Sunday, January 02, 2011

Year and Week in Review - 2010

This week has been relatively relaxed for me and I will admit that I have really enjoyed it. By my nature, I am a doer. I like to feel like I accomplished something; this goes along with my work ethic I suppose. But one thing that sticks with me about vacations is something that my grandfather told me and it still rings true: Vacations can be expensive. What he means is simply that the more leisure time you have, the more things you'll want to do with that time that take money. This can be things that are hobbies, travel, or even home repair. All of these things take money -- money that you'd otherwise save if you had been working instead. So in that respect, unless you alone in a public park, homeless, and not eating food on your leisure time, leisure time is expensive.
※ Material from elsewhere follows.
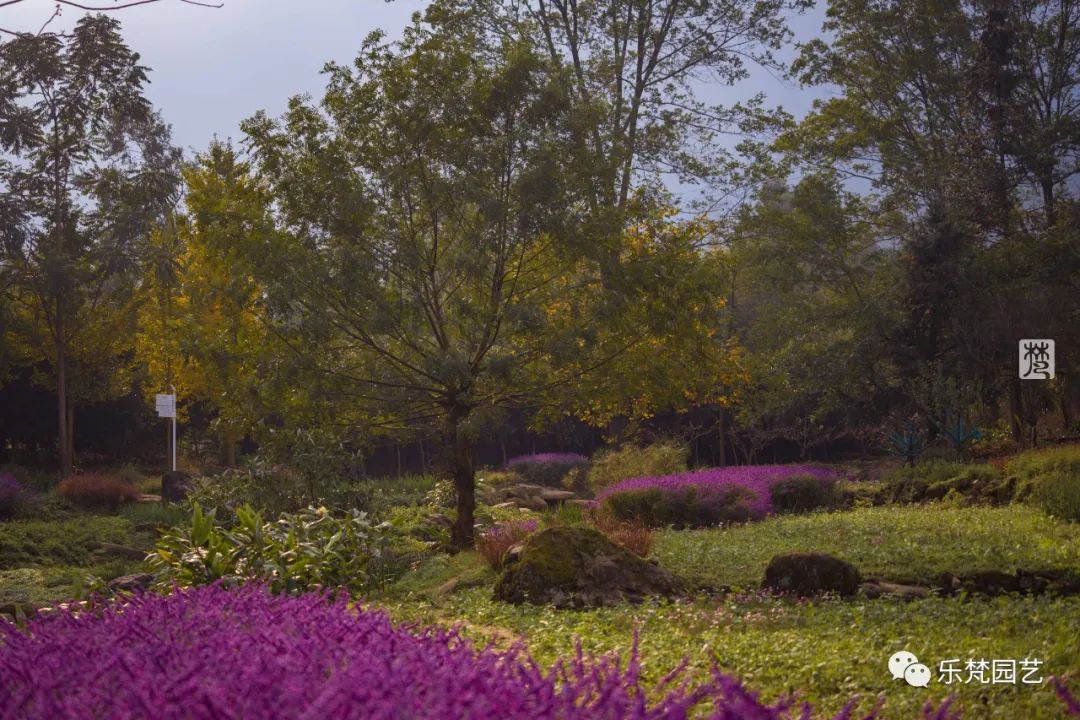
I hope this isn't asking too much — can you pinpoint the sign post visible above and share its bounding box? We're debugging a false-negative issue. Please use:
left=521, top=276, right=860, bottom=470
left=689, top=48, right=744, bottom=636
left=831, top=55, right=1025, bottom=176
left=154, top=395, right=176, bottom=472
Well, this week I noticed that this still remains the case, but I feel like I did relatively well. For a full week off, I spent only about a hundred dollars for travel, food etc. Given that I normally spend about that much during a week at work for gas, parking, and lunches, I figure I probably did just fine. But I will say that it was a pretty conscious effort.

Christmas has strapped the finances, despite good and early planning. As expected, there were the "unexpected" gifts, food, excursions which all had to be paid for. And given a big trip that is coming up in a few months, I've resisted the temptation to let these debts linger on credit. I want to make sure my finances are strong going into this trip and that does not include credit card balances. While I'd like to think that there is nothing wrong with the level of spending, I know that this could be improved. I am continuing to work on ways to reduce the cost of my lunches by "brown bagging" it, but it is difficult. There was very little expense on Christmas decorations per se however. Wrapping paper and ribbon for 10 dollars was probably the biggest expense.

Besides my finances, I've also begun to take a fresh look at my health; I found that it was a bit lacking since I had not been going to the gym as regularly as I should. So I took the time and decided to start back again. The membership is not exactly cheap, so I should make the most of it.